A. No, the normal distribution cannot be used because $n p(1-p) \geq 10$.
B. No, the normal distribution cannot be used because $n p(1-p)< 10$.
C. Yes, the normal distribution can be used because $n p(1-p) \leq 10$.
D. Yes, the normal distribution can be used because $n p(1-p) \geq 10$.

Step 1 ：Given the values: \(n = 54\), \(p = 0.6\), and \(X = 36\).

Step 2 ：Calculate the binomial probability \(P(X)\) using the formula: \(P(X=k) = C(n, k) * (p^k) * ((1-p)^(n-k))\).

Step 3 ：Substitute the given values into the formula to get: \(P(X=36) = C(54, 36) * (0.6^{36}) * ((1-0.6)^{54-36})\).

Step 4 ：Compute the above expression to get the probability \(P(X=36)\) which is approximately \(\boxed{0.0687}\).

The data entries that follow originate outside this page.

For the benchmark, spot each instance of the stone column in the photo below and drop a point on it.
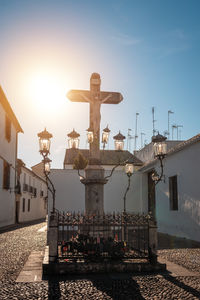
(153, 242)
(53, 237)
(94, 189)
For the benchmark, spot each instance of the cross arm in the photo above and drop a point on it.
(111, 97)
(79, 95)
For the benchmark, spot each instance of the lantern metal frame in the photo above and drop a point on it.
(105, 136)
(45, 135)
(90, 135)
(160, 148)
(73, 140)
(119, 141)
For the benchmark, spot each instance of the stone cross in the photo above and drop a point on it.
(95, 98)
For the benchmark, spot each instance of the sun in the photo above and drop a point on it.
(47, 91)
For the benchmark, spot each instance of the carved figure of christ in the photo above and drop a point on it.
(95, 111)
(95, 98)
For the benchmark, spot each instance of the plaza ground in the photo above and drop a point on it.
(17, 244)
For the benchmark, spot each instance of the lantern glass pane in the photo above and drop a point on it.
(105, 136)
(90, 137)
(129, 168)
(160, 149)
(119, 145)
(44, 145)
(47, 167)
(73, 143)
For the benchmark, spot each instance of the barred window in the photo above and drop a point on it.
(23, 205)
(173, 192)
(6, 175)
(7, 129)
(29, 204)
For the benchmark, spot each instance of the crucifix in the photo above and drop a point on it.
(94, 174)
(95, 98)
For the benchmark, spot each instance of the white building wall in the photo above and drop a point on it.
(38, 209)
(186, 221)
(70, 193)
(7, 152)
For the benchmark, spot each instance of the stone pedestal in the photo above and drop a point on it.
(94, 189)
(53, 237)
(153, 242)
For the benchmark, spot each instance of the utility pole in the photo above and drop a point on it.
(169, 112)
(173, 127)
(178, 126)
(142, 134)
(136, 136)
(153, 116)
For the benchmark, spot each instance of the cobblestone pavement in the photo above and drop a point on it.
(16, 245)
(188, 258)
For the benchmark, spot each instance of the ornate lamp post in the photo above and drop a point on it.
(129, 173)
(90, 135)
(44, 149)
(73, 141)
(105, 136)
(119, 141)
(160, 149)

Step 5 ：Next, check if the normal distribution can be used to approximate this probability. The rule of thumb is that the normal distribution can be used if \(np(1-p) \geq 10\).

Step 6 ：Calculate the value of \(np(1-p)\) by substituting the given values: \(54 * 0.6 * (1-0.6)\).

Step 7 ：The calculated value is approximately 12.96, which is greater than 10.

Step 8 ：Therefore, the normal distribution can be used to approximate this probability.

Step 9 ：Final Answer: The probability \(P(X=36)\) is approximately \(\boxed{0.0687}\). The normal distribution can be used to approximate this probability because \(np(1-p)\) is \(\boxed{12.96}\), which is greater than 10. Therefore, the answer is \(\boxed{\text{D. Yes, the normal distribution can be used because } np(1-p) \geq 10}\).